In [1]:
import numpy as np
import pandas as pd

import matplotlib.pyplot as plt

from sklearn.linear_model import LogisticRegression
from sklearn.ensemble import RandomForestClassifier
from sklearn.preprocessing import StandardScaler
from sklearn.svm import SVC

In [2]:
df0 = pd.read_csv("../Data/sp500sub.csv", index_col="Date", parse_dates=True)

df0.head()

Unnamed: 0_level_0,Open,High,Low,Close,Adj Close,Volume,Name
Date,Unnamed: 1_level_1,Unnamed: 2_level_1,Unnamed: 3_level_1,Unnamed: 4_level_1,Unnamed: 5_level_1,Unnamed: 6_level_1,Unnamed: 7_level_1
2010-01-04,9.22,9.51,9.17,9.5,9.5,1865400.0,INCY
2010-01-05,9.51,10.29,9.45,10.27,10.27,7608900.0,INCY
2010-01-06,10.38,11.09,10.35,11.0,11.0,8046700.0,INCY
2010-01-07,11.0,11.06,10.62,10.82,10.82,3680300.0,INCY
2010-01-08,10.82,11.0,10.75,10.94,10.94,1529300.0,INCY


In [3]:
df = df0.query("Name == 'IBM'")[["Close"]].copy()

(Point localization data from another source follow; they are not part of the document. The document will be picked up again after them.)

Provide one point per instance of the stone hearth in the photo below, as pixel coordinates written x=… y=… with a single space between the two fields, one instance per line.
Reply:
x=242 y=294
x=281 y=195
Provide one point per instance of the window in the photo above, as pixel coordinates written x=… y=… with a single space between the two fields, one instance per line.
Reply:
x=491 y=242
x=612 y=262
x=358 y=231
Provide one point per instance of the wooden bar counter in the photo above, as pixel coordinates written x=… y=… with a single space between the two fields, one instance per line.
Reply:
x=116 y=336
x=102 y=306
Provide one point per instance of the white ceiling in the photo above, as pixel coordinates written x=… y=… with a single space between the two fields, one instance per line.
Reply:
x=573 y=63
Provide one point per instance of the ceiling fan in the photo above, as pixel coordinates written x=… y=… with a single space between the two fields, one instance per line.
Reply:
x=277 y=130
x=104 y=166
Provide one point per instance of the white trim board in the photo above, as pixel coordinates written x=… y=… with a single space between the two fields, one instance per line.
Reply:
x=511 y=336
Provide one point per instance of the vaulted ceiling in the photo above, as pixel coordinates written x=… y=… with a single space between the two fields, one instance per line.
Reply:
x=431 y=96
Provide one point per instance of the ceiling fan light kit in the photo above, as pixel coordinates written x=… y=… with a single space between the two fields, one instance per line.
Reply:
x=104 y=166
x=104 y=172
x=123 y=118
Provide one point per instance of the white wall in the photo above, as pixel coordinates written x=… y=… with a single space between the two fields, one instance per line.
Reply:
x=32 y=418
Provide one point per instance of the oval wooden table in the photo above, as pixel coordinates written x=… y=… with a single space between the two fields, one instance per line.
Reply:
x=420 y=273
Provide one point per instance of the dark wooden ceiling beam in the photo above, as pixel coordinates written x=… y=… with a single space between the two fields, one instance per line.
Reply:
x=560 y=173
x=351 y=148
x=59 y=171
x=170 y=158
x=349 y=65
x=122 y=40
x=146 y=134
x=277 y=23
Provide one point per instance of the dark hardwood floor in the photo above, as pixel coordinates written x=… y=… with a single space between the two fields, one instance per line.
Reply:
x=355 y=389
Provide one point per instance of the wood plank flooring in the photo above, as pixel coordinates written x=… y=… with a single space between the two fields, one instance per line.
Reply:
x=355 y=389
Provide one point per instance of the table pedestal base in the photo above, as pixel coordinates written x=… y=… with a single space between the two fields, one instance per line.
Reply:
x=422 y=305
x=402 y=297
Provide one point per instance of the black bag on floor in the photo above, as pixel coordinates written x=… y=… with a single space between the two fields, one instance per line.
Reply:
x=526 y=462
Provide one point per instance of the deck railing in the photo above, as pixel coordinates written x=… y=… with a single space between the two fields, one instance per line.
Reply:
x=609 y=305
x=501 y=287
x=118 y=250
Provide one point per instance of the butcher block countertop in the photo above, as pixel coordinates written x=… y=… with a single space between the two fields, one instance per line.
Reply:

df["LogClose"] = np.log(df["Close"])
df["LogReturn"] = df["LogClose"].diff()

In [4]:
Ntest = 252
train = df.iloc[:-Ntest]
test = df.iloc[-Ntest:]

In [7]:
# Make supervised dataset
# let's see if we can use T past values to predict the next value

series = df["LogReturn"].to_numpy()[1:]  # first value is NaN
target = (series > 0).astype(int)

T, X, Y = 21, [], []
# count up to 1 less than before, since there is no target for last close
for t in range(len(series) - T):
    x = series[t : t + T]
    X.append(x)
    y = target[t + T]
    Y.append(y)

X = np.array(X).reshape(-1, T)
Y = np.array(Y)
N = len(X)
print("X.shape:", X.shape, "Y.shape:", Y.shape)

X.shape: (2241, 21) Y.shape: (2241,)


In [8]:
Xtrain, Ytrain = X[:-Ntest], Y[:-Ntest]
Xtest, Ytest = X[-Ntest:], Y[-Ntest:]

In [9]:
lr = LogisticRegression()
lr.fit(Xtrain, Ytrain)
print("Logistic Regression train score:", lr.score(Xtrain, Ytrain))

Logistic Regression train score: 0.5093011563599799


In [10]:
lr.score(Xtest, Ytest)

0.49603174603174605

In [11]:
svc = SVC()
svc.fit(Xtrain, Ytrain)
print("SVC train score:", svc.score(Xtrain, Ytrain))

SVC train score: 0.7551533433886375


In [12]:
svc.score(Xtest, Ytest)

0.49603174603174605

In [13]:
rf = RandomForestClassifier()
rf.fit(Xtrain, Ytrain)
print("Random Forest train score:", rf.score(Xtrain, Ytrain))

Random Forest train score: 1.0


In [14]:
rf.score(Xtest, Ytest)

0.4880952380952381

In [15]:
# Exercise: maybe you believe walk-forward validation will be
# more realistic - will it lead to better results?

In [16]:
# Exercise: do you think using raw (log) prices would have worked?